Feyizler'in birinci cildi içerisinde on üç söz açıklanmış olup Feyzi Efendi'nin dinî, millî ve sosyal hayata dair düşüncelerini de ifade eden sözleri yer almaktadır.

Vatan ve millet mefhumu ile ilgili görüşleri ve toplumun o dönemde yaşadığı, günümüzde de günceliğini koruyan problemlere, çözüm önerileri bu ciltte yer alan sözlerde mevcuttur.

(19)

Feyizler-II

14-18. Feyizler bu ciltte izah edilmektedir. "Kalbin ıslahı" konusuyla başlayan eser "kaza ve kader karşısında edep", "iman ve nifak erbabı", "maddi ve manevi temizlik", Kur'ân'ın anlaşılmasında manevi temizlik ve rolü", "vahdet-i vücud ve vahdet-i şuhud", "şuhudi tefsir", "güzel ahlâk" gibi konuları Feyzi Efendi'nin sözlerinden yola çıkarak izah etmektedir. Konular izah edilirken ayet ve hadisler temel alınmaktadır. Bunun yanı sıra eserde, Gazzâlî'nin İhyâu Ulûmi'd-Dîn'ine, Hikem-i Ataiyye gibi tasavvufi eserlere, Mesnevî ile çeşitli tefsir ve hadis kaynaklarına atıflar yapılmaktadır. Eserde iman, ibadet ve ahlâka dair temel teşkil edecek bilgiler verilmiş yer yer kelamî konulara açıklık getirilmiştir. Burada verilen bilgiler okuyucunun temel seviyede faydalanacağı kadar olup kısa başlıklar halindedir.

Feyizler-III

Bu eser 19. Feyiz ile başlamaktadır. Dini meselelerin hem usul hem füru, derin deliller ve parlak felsefi bir altyapı içerdiğine dair bir feyizdir. İlk yaratılış ve Hz.
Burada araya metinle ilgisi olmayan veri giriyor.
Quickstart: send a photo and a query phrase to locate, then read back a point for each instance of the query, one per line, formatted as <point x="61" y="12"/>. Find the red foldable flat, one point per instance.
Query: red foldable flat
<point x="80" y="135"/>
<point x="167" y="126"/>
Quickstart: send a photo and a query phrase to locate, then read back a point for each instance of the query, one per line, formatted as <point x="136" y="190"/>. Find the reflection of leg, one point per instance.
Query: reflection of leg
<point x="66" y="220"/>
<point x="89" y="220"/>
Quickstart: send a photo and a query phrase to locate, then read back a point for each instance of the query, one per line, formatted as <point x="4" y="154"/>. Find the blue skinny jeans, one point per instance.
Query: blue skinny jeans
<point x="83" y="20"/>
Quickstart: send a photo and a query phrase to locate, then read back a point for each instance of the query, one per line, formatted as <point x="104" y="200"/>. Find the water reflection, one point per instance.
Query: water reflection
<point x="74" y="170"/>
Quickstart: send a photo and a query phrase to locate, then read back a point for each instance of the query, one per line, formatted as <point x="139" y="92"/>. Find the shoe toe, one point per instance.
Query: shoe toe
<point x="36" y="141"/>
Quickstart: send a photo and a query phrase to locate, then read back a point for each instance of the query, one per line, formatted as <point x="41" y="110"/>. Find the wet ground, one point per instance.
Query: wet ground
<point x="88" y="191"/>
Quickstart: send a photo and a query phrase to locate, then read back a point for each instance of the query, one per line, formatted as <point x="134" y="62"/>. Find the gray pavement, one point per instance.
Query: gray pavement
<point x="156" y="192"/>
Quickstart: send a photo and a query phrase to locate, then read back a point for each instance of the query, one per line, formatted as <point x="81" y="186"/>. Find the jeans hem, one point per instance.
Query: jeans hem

Âdem'in var edilişi ile başlayan izahlar berzah, kıyamet, mizan ve ahirete dair hususlarla birlikte ele alınmıştır.

20. Feyizde ele alınan konu ''marifetullah''tır. Marifet'in ef'al, esmâ, sıfat ve zât boyutu hakkında bilgi verilmiş, eserde marifet ehlinin özellikleri geniş olarak yer almıştır.

Feyizler-IV

Feyizler serisinin bu cildinde "nübüvvet ve velayet" konuları ele alınmıştır.

Feyzi Efendi'nin "Nübüvvet, risaletin ibtidası, velayetin müntehasıdır." sözü temel alınarak tasavvufi literatür ve sistem doğrultusunda tövbe makamından başlayarak mücahede, halvet, uzlet, takva, vera, zühd, samt, havf, recâ, hüzün, kanaat, tevekkül, şükür, sabır, yakîn, mürâkabe, rıza, irade, istikamet, ihlâs, sıdk, hayâ, hürriyet"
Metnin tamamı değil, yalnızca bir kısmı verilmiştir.